Variable d’ajustement incontournable donc, la pratique n’est d’ailleurs pas uniquement subie. « Elle peut avoir un but vertueux sur le plan stratégique : offrir l’offre de formation la plus large possible, et notamment rimer avec un développement de l’apprentissage ou de la formation continue, génératrice de ressources pour les établissements », relève Corinne Mascala.

Du beurre dans les épinards

Elles sont très rémunératrices pour les enseignants-chercheurs

Et puis, il faut le dire : si le système a encore un bel avenir devant lui, c’est parce que nombre d’enseignants y trouvent leur compte, tous statuts confondus ! « Les heures complémentaires sont très rémunératrices et c’est l’occasion pour eux de mettre du beurre dans les épinards. Certains jeunes maîtres de conférences, aux salaires très bas par rapport à ce qui se pratique ailleurs en Europe, augmentent ainsi significativement leurs revenus », souligne un enseignant-chercheur et ancien directeur de composante d’une université SHS, sous couvert d’anonymat.

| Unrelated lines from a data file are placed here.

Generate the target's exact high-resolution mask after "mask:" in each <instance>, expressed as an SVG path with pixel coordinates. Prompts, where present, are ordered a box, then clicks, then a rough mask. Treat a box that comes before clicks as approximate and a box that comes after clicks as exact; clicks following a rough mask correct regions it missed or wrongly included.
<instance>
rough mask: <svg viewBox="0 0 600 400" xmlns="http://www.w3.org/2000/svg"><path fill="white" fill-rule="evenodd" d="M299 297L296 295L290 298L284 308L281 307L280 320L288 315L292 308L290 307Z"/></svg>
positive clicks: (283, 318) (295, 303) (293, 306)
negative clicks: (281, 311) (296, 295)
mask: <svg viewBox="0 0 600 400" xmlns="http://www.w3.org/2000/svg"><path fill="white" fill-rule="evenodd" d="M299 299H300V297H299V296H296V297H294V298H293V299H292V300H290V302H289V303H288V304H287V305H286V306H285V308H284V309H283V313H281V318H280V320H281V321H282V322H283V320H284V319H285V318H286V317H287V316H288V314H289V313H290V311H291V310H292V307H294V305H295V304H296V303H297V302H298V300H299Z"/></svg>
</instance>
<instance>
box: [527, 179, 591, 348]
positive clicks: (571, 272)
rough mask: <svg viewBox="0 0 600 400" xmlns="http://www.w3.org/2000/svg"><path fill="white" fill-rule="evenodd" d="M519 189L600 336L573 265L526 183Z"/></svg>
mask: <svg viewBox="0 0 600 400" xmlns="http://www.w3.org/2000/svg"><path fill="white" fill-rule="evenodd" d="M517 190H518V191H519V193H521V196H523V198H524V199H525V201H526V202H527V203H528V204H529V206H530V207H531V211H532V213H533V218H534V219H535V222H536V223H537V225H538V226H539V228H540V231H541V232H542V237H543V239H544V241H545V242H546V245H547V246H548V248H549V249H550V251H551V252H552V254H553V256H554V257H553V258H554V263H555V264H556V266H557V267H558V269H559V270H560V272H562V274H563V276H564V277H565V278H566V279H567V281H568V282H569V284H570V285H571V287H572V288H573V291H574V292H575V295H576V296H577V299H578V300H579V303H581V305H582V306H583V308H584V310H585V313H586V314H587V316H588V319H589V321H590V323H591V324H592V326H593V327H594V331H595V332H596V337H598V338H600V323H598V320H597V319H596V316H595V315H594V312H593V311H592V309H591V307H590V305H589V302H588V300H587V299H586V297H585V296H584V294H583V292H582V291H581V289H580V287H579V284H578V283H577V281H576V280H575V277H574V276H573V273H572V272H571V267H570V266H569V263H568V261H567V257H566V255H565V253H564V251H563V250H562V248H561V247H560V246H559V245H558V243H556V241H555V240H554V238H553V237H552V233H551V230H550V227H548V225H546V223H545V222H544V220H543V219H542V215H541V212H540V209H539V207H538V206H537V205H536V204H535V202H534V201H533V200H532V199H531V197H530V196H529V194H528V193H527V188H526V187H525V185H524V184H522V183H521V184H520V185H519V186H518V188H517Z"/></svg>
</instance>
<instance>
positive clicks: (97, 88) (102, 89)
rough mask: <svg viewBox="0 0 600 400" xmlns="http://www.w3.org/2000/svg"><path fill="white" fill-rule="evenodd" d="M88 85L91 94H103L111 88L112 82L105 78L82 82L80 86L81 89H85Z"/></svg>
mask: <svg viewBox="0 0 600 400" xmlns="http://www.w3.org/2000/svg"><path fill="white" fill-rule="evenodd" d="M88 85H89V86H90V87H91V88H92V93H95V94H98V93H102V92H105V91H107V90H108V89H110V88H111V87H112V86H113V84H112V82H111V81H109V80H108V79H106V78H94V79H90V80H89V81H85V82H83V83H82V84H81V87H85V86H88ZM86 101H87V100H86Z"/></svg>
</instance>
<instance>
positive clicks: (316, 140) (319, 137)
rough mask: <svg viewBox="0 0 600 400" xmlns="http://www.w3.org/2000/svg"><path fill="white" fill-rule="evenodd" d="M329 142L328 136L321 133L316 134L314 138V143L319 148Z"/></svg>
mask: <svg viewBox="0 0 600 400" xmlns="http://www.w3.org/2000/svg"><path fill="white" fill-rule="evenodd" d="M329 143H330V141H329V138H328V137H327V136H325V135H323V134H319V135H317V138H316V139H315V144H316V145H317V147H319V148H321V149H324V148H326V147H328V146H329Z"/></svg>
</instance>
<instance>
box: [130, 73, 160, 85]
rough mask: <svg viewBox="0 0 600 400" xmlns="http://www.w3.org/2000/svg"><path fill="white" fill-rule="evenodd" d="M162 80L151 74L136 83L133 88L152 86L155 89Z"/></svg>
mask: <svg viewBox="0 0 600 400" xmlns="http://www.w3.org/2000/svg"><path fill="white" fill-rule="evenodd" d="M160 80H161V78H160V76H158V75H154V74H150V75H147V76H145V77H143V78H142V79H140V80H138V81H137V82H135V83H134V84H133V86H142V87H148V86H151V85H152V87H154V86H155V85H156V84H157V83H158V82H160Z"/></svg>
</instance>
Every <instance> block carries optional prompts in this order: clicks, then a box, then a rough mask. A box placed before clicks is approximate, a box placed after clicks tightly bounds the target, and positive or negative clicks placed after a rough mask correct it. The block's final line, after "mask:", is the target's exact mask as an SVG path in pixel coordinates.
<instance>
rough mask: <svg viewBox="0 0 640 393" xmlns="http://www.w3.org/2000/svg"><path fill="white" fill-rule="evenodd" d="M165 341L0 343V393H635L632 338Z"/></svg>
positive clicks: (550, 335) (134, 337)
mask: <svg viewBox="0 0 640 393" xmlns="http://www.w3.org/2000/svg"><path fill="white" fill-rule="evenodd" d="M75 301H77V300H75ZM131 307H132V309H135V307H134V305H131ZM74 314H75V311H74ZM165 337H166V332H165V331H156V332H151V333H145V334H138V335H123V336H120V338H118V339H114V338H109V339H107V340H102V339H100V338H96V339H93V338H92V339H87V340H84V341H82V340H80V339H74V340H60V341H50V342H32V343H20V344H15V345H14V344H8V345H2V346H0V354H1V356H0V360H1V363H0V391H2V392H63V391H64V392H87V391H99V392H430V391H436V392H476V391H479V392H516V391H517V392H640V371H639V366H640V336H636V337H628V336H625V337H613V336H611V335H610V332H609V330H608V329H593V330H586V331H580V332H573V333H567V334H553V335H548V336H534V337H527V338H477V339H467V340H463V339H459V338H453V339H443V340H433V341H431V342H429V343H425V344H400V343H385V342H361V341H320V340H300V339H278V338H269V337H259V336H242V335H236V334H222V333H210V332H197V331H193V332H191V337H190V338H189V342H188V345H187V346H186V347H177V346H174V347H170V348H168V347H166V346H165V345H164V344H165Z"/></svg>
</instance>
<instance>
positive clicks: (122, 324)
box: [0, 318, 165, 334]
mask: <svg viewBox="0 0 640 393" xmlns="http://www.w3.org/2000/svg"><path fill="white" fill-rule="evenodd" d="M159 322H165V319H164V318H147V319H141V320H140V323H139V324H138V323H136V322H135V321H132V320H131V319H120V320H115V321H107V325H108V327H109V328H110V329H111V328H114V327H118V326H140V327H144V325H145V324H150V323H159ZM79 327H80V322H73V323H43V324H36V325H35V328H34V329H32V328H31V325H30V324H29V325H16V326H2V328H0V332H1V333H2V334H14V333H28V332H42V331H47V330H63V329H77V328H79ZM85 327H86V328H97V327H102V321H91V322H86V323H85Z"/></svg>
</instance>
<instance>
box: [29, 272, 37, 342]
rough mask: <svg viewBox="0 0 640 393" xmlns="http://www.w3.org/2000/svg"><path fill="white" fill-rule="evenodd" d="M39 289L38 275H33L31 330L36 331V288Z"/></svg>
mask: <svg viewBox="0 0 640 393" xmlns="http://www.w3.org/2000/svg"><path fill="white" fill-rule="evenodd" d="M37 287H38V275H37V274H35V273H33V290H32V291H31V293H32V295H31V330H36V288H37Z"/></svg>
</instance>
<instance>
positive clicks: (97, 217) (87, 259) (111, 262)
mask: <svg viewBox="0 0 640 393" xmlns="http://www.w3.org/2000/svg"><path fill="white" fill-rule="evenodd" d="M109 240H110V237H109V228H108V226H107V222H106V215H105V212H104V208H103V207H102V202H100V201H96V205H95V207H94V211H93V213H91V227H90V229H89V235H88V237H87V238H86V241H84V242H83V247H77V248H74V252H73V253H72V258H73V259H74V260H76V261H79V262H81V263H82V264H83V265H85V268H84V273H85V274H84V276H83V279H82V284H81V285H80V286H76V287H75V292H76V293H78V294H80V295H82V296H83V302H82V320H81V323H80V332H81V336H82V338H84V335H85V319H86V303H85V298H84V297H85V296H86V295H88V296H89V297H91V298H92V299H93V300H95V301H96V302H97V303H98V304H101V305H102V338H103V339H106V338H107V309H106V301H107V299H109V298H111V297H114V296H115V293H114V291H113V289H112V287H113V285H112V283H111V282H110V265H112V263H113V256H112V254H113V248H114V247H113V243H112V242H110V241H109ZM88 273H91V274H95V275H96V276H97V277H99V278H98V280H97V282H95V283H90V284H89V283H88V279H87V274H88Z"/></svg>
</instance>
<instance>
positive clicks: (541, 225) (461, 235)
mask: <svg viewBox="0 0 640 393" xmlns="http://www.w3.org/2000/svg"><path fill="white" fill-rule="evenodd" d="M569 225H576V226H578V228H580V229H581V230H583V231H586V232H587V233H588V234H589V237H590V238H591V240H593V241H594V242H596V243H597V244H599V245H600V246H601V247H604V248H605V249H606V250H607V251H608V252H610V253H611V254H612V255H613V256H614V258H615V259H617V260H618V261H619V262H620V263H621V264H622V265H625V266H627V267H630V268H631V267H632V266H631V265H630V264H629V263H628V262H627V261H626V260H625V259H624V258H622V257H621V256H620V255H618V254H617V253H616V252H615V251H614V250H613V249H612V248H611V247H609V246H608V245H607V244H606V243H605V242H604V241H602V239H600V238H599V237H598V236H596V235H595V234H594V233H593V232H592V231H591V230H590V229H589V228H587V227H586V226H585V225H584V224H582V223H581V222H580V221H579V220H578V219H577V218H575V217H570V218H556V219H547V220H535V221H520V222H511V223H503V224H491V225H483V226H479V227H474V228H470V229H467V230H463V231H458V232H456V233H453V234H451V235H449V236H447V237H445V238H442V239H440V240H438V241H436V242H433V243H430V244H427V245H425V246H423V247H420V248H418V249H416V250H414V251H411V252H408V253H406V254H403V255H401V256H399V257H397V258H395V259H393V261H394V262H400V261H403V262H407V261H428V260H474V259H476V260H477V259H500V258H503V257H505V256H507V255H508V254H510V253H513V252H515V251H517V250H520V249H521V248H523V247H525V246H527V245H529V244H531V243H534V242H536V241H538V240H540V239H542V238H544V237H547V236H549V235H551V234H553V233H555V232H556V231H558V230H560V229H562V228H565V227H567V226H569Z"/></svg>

L’entreprise est même si rentable qu’elle est sous-tendue par un réel « marché parallèle » des heures de service. « Dans certaines composantes, on se met d’accord avec le directeur pour faire matcher à la fois ses préférences de planning, les souhaits des collègues et la disponibilité des salles. Objectif : enchaîner le maximum de fois de suite le même cours, TD ou TP, pour maximiser la mise en minimisant le travail fourni. Quant au plafond réglementaire des 192 h, il suffit d’une dérogation - aisément accordée - pour le faire sauter », confie notre interlocuteur.

Tous les enseignants familiers des heures complémentaires ne sont toutefois pas motivés par l’appât du gain. « Certains gardent des HC avant tout pour rendre service à leurs collègues, en particulier dans les disciplines « jeunes », au faible ratio d’encadrement et au fort volume de TD, comme la gestion », déclare Lionel Nicod.

Tandis qu’une poignée d’irréductibles se refuse à la pratique afin de ne pas grever son potentiel de recherche. Mais pour tous, le sujet n’a pas fini d’agiter les passions, tant pour son côté éminemment politique sur le papier que pour les intérêts particuliers qu’il satisfait sur le terrain.